Next, the change of the optimal results as the probability of contingencies increases or decreases is evaluated. Note that in the above section, we assume that the maximum probability of active reserve is 0.05. However, in practice, depending on the penetration level of the RESs in the power system, this probability may be higher. Figure 11 shows the VPP’s optimal reserve capacity if the reserve activation probabilities in scenario p 1   are multiplied by two, four, and six times, corresponding to the maximum value of 0.1, 0.2, and 0.3. It can be seen that, as the reserve activation probability increases, the number of hours that the VPP can provide the reserve service decreases. It seems that the VPP expects to profit from the provision of reserve control rather than from the actual reserve energy called and generated. This can be explained because RES power output is not enough to supply the load, especially in the period from hour 17 to hour 21, so that the ESS needs to provide a part of the load. An activated reserve contract period will use most of the ESS energy so that the VPP must purchase electricity from the main grid (hour 18 in Figure 8a and Figure 9a). However, the peak-load price of 129.6 USD/MWh is higher than the total reserve capacity and reserve energy price; consequently, the operating cost increases.
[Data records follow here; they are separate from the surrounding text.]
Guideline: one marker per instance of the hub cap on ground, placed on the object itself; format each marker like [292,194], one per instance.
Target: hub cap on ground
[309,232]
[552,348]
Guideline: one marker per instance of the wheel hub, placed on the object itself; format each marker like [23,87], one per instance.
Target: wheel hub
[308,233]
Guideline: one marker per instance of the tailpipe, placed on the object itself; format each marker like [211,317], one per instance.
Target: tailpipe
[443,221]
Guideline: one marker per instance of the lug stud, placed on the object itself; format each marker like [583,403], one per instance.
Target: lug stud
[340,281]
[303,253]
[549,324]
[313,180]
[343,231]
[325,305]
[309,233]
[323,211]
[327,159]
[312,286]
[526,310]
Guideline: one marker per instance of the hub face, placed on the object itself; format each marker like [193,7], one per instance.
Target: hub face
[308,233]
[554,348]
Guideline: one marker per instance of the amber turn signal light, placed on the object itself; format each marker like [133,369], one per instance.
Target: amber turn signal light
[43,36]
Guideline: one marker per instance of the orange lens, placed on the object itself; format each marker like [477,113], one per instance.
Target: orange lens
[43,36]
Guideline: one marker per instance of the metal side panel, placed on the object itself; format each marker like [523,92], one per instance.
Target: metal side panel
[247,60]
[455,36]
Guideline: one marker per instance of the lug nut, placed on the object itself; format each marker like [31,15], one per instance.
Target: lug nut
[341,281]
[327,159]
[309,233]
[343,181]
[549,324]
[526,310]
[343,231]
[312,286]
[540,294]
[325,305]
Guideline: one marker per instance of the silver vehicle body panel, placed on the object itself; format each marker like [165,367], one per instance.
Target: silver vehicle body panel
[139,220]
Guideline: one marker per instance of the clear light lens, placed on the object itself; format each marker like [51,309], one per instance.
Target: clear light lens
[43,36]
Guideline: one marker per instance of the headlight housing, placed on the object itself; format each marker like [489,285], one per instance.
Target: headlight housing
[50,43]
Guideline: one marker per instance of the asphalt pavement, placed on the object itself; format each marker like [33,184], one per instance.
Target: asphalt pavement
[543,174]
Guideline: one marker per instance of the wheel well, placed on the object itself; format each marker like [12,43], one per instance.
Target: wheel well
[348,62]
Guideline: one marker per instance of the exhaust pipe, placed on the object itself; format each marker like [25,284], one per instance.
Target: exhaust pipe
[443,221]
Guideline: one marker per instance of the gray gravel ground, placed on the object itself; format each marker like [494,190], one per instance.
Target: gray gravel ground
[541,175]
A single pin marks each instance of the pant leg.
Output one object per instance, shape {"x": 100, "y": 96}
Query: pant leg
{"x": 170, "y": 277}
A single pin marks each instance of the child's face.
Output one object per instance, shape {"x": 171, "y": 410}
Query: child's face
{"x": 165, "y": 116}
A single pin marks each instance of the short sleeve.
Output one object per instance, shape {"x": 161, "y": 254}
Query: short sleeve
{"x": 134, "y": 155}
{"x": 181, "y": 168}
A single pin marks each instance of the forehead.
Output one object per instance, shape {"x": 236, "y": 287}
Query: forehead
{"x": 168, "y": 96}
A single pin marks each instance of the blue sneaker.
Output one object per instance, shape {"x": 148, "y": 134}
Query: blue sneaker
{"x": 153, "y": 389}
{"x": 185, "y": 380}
4.2.2. The Impact of the RES Sizing

This section tests the VPP model with the wind farm’s maximum available power output of 20 MW. With the power curve (in p.u) given in Section 4.1, we have the forecasted wind and load capacity shown in Figure 12. It is easy to see that the wind capacity is not enough to supply the load most of the time. Therefore, ESS needs to increase the purchase of electricity with the off-peak price to store and provide to the local load during the peak-load period instead of focusing on reserve service. As a result, the reserve capacity and the number of hours of reserve service decreases, and the value of the reserve activation probability each hour has little effect on the optimal results (Figure 13). Note that we are only interested in the VPP’s ability to provide reserve service when the RES power output is even less than the local load in this section. If the RES power output during most hours of the day is higher than the load, deciding whether to enter the BC market or not becomes much simpler.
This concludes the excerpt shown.